Evaluación de valoración
The valuation metrics for Cohu, Inc. present a complex picture, with a trailing P/E ratio listed as N/A due to the net loss, contrasted by a forward P/E of 26.87 that implies market expectations for normalized earnings in the coming year. The price-to-book ratio is 1.97, suggesting that the market is pricing the company at nearly twice its book value, which indicates a premium assigned to its intangible assets, proprietary technology, and future growth potential despite current losses. Alternative valuation multiples include a price-to-sales ratio of 3.44 and an EV/EBITDA of -136.14, where the negative EV/EBITDA reflects the current unprofitability but does not necessarily preclude long-term value if revenue growth materializes.
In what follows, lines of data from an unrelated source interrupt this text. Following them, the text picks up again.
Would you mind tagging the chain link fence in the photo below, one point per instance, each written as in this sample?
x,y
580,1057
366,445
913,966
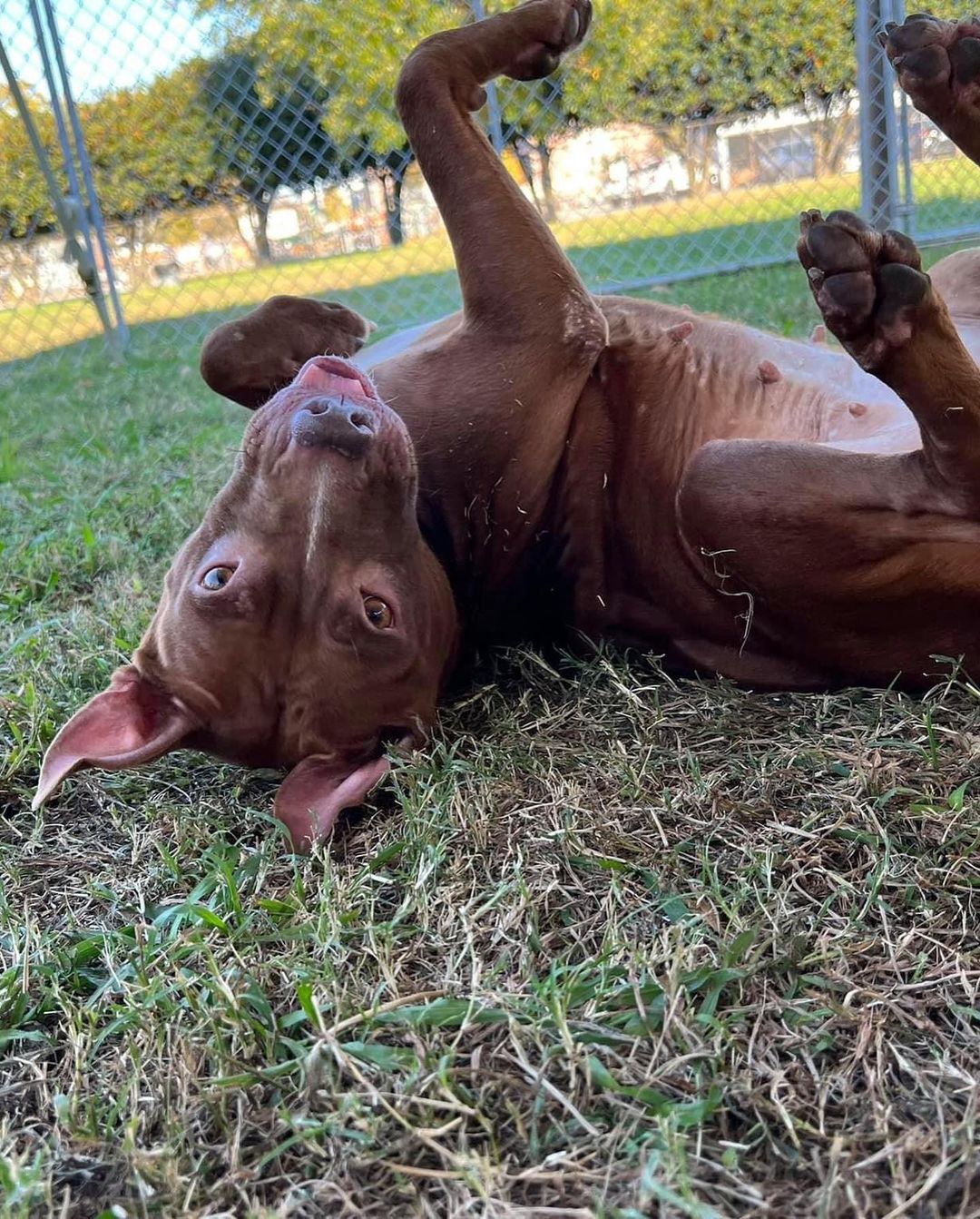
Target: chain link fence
x,y
163,164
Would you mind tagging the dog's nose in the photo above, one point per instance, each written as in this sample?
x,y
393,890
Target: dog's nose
x,y
334,423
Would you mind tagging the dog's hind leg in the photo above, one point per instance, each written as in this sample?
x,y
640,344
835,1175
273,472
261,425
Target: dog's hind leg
x,y
514,278
885,311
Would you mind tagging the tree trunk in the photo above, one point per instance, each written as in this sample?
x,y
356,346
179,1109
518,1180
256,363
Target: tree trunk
x,y
260,217
544,156
698,157
393,182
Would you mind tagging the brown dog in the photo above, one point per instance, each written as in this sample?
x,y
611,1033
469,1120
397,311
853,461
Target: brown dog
x,y
748,505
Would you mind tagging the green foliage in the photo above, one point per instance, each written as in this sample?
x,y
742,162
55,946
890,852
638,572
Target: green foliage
x,y
150,145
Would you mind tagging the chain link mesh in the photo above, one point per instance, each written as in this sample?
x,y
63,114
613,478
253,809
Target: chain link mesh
x,y
241,149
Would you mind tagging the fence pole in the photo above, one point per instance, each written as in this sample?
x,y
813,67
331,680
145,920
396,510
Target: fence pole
x,y
493,102
82,152
67,210
74,213
879,130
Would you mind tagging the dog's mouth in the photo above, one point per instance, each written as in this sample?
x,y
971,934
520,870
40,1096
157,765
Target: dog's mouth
x,y
333,377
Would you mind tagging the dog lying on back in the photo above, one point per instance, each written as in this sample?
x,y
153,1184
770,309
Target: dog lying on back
x,y
549,461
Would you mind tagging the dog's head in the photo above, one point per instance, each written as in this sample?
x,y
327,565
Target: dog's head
x,y
305,623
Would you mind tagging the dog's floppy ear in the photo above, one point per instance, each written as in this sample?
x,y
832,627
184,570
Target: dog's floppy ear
x,y
251,358
317,791
132,722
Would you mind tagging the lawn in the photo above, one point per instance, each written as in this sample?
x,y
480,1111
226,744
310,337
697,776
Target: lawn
x,y
614,945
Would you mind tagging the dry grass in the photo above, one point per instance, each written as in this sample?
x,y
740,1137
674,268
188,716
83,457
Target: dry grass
x,y
614,946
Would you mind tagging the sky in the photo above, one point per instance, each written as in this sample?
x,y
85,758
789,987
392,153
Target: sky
x,y
107,43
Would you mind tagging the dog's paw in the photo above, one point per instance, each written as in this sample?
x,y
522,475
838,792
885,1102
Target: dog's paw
x,y
544,32
868,285
937,64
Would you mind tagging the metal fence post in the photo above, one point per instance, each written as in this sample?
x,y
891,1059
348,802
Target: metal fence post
x,y
879,128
Regarding price levels, the stock has a 52-week high of $34.96 and a 52-week low of $13.03, meaning the current trading price sits within this wide historical range, reflecting significant volatility and uncertainty about the near-term recovery path. The beta value of 1.24 indicates that the stock's price volatility is approximately 24% higher than the broader market, exposing investors to greater swings in share price relative to standard market movements.
Growth & Income
Cohu, Inc. has demonstrated impressive top-line expansion with revenue growth of 29.9% year over year, while earnings growth is N/A due to the recent net loss, implying that current profitability is lagging behind the rapid expansion of sales volume. The company does not pay a dividend, evidenced by a dividend yield of N/A and a payout ratio of 0.0%, which confirms that the firm retains all earnings to reinvest into operational capabilities, R&D, and market expansion rather than distributing cash to shareholders. This reinvestment strategy is typical for semiconductor equipment manufacturers seeking to capitalize on new technology nodes and shifting demand cycles in the industry. Overall, the growth and income profile is characterized by aggressive revenue expansion coupled with a current lack of distributable earnings, positioning the stock as a pure play on future earnings potential rather than current cash flow yield.